Des intérêts qui coûtent cher à la caution

La décision Roch Lessard 2000 inc. c. Saint-Augustin (Municipalité de), 2013 QCCA 1606 a été rendue le 20 septembre dernier par la Cour d’appel du Québec. On y traite de quelques questions intéressantes et nous avons déjà discuté d’une entre elles dans un billet daté du 7 octobre. Nous ferons ici l’analyse d’une autre.

Rappelons d’abord les faits importants: un contrat pour un projet d’assainissement des eaux usées est octroyé à Roch Lessard 2000 (l’«Entrepreneur») par appel d’offres par la municipalité de Saint-Augustin (la «Municipalité»). Pour garantir l’exécution des travaux, l’Entrepreneur doit fournir un cautionnement d’exécution, soit La Compagnie d’assurance London Garantie, dont les obligations sont maintenant assumées par La Compagnie Travelers Garantie du Canada. La caution s’oblige donc solidairement à garantir l’exécution du contrat jusqu’à concurrence de 4 489 044$.

Or, l’exécution des travaux est laborieuse et le chantier accuse rapidement un retard et des dépassements de coûts. L’Entrepreneur avise éventuellement BPR Groupe Conseil S.E.N.C., les consultants de la Municipalité, qu’il entend exiger des suppléments occasionnés par des informations erronées apparaissant dans les documents d’appel d’offres. Les parties ne s’entendent pas sur le montant et l’Entrepreneur quitte éventuellement le chantier sans finir les travaux. Suite à l’envoi d’une mise en demeure, la Municipalité retire le contrat à l’Entrepreneur et fait réaliser les travaux suite à un autre appel d’offres.

La Municipalité poursuit donc l’Entrepreneur pour plus de 5 millions de dollars en dommages pour l’inexécution du contrat. Elle demande aussi que la caution soit condamnée à payer solidairement la limite de la garantie (4 489 044$), plus les intérêts et l’indemnité additionnelle à compter de juillet 2003. C’est d’ailleurs pour ce montant, plus intérêts, que la caution a été condamnée en première instance, duquel un montant sera déduit pour opérer compensation dans une autre partie de cette affaire.

Or, est-ce qu’on peut réellement exiger que la caution paie un montant plus grand que celui pour lequel elle s’est engagée, soit la limite de la caution + intérêts + indemnité? La Cour d’appel dit que oui, lorsqu’il s’agit des intérêts comme dans la situation présente. En effet, la Cour, sous la plume du juge Fournier, écrit ceci:

[113] Le montant de la condamnation prononcée contre la Caution ne va pas au-delà des limites de son cautionnement.
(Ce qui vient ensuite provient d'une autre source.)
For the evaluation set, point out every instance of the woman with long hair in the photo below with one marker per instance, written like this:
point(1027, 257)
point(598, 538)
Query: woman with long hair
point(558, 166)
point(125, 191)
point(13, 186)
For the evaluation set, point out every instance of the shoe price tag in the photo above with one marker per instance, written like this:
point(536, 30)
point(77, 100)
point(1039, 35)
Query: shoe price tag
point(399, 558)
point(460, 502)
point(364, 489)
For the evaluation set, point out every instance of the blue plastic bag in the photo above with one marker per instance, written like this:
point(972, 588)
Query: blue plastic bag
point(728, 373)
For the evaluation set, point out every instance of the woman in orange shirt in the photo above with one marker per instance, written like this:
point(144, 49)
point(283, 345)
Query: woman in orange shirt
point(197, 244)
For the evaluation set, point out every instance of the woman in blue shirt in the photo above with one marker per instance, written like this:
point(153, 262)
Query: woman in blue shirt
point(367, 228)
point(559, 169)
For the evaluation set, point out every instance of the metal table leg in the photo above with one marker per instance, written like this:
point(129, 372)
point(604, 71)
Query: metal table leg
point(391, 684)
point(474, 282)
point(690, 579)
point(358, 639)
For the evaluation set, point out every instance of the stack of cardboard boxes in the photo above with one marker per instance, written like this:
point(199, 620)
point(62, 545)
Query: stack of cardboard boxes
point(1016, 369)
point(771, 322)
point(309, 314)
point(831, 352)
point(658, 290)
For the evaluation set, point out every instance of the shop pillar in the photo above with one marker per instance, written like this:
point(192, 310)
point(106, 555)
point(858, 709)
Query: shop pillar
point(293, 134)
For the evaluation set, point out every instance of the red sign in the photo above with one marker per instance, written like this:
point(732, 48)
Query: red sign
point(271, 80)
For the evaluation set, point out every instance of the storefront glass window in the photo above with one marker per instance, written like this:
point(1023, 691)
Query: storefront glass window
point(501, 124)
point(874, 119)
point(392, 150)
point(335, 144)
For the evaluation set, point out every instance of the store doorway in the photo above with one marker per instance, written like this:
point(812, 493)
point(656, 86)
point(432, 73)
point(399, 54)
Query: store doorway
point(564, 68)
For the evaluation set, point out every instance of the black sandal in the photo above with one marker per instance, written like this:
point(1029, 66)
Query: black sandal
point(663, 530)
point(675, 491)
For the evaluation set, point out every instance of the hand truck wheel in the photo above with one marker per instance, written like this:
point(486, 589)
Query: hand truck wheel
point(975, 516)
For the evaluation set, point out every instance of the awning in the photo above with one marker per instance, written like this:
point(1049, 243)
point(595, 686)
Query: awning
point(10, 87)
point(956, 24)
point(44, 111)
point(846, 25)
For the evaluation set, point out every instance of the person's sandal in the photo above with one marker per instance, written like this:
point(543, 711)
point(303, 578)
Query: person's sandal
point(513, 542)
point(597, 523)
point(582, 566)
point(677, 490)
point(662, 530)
Il s’élève à 4 287 206,90 $, soit en deçà de la limite du cautionnement fixé à 4 489 044,00 $. Les intérêts et l’indemnité additionnelle qui s’ajoutent à ce montant depuis la mise en demeure ne sont que la conséquence de la décision prise par la Caution de ne pas exécuter son obligation en temps opportun.

[114] Dès le moment de la mise en demeure, la Caution doit payer les montants réclamés et son retard à payer telles sommes fait naître son obligation de payer les dommages moratoires prévus à l’article 1617 C.c.Q. et les dommages additionnels prévus à l’article 1619 C.c.Q.

[115] La limite contractuelle est respectée et l’obligation est limitée. Dès lors, que la limite du cautionnement est atteinte ce n’est plus son engagement contractuel qui est source d’obligation, mais bien son retard à payer la somme due alors que requise de le faire par mise en demeure. [Nous soulignons]

À première vue, ça semble peut-être assez accessoire dans le jugement, mais l’intérêt calculé annuellement au taux légal de 5% sur dix ans représente un montant entre 2 et 3 MILLIONS! Il s’agit donc d’un point de droit assez important dans ce dossier, comme dans plusieurs autres.